子(し)、漆雕開(しっちょうかい)をして仕(つか)へしむ。対(こた)へて曰(い)はく、「吾(われ)斯(これ)を之(こ)れ未(いま)だ信(しん)ずる能(あた)はず」と。子(し)説(よろこ)ぶ。
(訳)孔子が漆雕開(しっちょうかい)を仕えさせて民(たみ)を治めることを掌(つかさど)らせようとした。漆雕開(しっちょうかい)がこれを辞退(じたい)して対(こた)えて「私はまだ己(おのれ)を修(おさ)め人を治める理(り)を真に知り深く信じて疑うところのないまでになってはおりません。今は修業の最中で、仕える時ではありません。」と曰(い)った。孔子は開(かい)の語を聞いてその小成(しょうせい)に安(やす)んじないことを悦(よろこ)ばれた。

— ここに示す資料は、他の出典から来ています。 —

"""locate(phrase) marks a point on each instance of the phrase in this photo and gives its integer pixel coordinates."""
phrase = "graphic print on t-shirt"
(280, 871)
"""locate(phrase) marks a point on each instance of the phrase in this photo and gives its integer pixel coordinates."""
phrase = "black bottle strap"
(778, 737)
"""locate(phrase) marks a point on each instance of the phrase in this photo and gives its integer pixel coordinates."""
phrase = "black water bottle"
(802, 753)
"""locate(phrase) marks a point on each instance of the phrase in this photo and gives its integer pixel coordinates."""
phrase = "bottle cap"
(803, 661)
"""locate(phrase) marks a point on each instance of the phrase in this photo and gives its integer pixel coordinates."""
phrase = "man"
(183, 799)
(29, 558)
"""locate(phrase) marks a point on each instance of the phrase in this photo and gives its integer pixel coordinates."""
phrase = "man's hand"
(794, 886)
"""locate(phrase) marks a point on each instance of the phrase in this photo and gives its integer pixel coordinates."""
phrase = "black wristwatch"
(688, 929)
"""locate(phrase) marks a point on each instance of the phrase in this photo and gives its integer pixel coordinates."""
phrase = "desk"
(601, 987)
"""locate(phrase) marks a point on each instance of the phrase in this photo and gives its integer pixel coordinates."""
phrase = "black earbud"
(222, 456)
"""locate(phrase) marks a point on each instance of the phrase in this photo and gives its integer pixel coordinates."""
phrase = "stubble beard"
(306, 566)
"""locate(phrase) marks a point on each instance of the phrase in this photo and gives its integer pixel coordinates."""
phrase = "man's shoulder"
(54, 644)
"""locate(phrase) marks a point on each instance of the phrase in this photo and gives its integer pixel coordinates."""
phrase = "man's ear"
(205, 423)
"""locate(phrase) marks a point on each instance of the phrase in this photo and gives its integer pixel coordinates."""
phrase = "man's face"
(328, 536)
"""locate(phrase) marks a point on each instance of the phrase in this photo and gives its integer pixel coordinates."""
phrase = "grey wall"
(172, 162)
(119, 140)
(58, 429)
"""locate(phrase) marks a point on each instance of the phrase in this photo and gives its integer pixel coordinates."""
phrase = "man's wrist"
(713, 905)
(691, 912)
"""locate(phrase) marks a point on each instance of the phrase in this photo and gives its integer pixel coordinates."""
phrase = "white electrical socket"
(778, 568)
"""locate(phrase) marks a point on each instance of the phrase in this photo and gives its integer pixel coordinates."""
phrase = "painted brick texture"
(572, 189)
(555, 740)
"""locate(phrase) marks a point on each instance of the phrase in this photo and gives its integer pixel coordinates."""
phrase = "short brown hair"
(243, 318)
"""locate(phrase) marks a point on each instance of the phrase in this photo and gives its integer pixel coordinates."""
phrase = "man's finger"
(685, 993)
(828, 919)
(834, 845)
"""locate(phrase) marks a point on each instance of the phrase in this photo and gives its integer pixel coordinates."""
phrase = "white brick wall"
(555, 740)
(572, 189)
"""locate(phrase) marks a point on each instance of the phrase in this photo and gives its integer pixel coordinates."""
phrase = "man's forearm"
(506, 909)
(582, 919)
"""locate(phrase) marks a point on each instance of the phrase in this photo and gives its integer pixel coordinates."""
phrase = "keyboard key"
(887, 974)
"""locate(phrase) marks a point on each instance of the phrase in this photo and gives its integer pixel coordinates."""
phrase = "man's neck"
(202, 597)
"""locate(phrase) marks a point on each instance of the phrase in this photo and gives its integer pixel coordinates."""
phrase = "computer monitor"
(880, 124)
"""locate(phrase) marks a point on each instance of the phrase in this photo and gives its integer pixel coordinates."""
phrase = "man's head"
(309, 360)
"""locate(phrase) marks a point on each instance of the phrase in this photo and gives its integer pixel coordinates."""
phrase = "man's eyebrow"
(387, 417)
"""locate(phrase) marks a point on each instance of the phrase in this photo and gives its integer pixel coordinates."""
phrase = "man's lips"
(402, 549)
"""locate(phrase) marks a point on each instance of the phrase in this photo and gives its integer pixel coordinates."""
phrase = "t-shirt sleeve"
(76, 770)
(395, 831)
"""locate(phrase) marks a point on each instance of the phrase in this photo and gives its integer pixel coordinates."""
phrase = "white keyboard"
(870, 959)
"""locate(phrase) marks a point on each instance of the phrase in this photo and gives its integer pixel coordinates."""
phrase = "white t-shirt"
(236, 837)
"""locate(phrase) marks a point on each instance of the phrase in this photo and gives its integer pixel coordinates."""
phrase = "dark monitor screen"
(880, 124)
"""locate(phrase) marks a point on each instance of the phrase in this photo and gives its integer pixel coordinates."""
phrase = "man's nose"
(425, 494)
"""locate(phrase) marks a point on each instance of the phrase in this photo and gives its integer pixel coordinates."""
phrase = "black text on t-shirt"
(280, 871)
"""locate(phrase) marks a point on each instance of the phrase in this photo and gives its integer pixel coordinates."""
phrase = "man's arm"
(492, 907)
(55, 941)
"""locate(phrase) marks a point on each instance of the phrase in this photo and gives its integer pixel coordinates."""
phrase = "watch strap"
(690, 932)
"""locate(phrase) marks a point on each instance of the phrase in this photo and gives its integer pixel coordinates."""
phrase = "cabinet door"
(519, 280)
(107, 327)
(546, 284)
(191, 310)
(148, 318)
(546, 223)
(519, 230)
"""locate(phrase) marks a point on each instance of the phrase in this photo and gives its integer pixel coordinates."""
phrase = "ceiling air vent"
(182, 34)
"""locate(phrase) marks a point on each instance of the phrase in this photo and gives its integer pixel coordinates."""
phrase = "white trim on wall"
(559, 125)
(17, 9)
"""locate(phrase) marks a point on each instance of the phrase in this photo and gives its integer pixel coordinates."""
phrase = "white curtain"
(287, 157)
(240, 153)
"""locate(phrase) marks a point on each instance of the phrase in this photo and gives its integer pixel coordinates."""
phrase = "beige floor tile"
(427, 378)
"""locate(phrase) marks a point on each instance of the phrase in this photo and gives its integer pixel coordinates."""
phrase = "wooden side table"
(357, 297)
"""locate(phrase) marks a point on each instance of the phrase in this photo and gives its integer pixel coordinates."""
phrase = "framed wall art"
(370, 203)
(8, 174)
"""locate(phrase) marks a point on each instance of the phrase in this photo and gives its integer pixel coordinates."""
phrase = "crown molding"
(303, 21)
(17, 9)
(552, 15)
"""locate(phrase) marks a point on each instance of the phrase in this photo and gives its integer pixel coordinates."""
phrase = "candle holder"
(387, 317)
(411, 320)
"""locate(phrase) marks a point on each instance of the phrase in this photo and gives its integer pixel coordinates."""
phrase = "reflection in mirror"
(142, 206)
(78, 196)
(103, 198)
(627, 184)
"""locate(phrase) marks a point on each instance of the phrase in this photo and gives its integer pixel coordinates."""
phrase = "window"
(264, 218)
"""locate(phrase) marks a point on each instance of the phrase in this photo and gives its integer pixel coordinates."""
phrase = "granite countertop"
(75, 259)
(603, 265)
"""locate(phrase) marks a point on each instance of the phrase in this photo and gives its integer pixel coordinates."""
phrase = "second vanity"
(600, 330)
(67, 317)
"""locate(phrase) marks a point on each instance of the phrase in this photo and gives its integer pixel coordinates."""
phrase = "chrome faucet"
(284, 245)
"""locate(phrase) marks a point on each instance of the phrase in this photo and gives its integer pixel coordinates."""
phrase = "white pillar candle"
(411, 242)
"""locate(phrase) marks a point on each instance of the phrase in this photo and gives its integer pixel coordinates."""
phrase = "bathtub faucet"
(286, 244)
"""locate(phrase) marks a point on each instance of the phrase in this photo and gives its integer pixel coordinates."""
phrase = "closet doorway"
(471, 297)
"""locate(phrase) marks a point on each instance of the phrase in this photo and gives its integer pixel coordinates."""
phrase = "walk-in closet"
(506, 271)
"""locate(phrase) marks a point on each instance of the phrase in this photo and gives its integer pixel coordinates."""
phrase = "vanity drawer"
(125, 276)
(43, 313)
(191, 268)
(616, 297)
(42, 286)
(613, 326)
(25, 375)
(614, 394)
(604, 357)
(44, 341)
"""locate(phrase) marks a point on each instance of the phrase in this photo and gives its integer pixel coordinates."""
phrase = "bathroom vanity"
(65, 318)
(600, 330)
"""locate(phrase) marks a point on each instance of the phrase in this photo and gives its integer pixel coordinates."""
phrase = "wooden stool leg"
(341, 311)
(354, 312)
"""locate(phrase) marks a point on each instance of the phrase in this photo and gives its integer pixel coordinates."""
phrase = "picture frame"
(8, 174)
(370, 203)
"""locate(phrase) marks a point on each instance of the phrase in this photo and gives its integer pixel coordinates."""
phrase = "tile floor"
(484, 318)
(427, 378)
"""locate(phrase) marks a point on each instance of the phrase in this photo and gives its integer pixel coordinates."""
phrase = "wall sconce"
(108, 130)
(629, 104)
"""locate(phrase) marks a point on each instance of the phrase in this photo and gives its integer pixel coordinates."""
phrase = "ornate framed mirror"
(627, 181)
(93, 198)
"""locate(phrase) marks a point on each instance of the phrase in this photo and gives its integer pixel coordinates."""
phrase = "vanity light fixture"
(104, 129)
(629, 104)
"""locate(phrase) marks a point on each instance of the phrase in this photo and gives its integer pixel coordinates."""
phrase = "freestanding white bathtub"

著者の解説では、篤(あつ)く学に志す者が能(よ)く聖人(せいじん)を悦(よろこ)ばせることを述べたと書かれていました。
漆雕開(しっちょうかい)は孔子の弟子で、字(あざな)を子若(しじゃく)といいます。自分の能力を認められても更なる高みを目指す漆雕開(しっちょうかい)のような謙虚な人物が、聖人に好まれるのだと分かりました。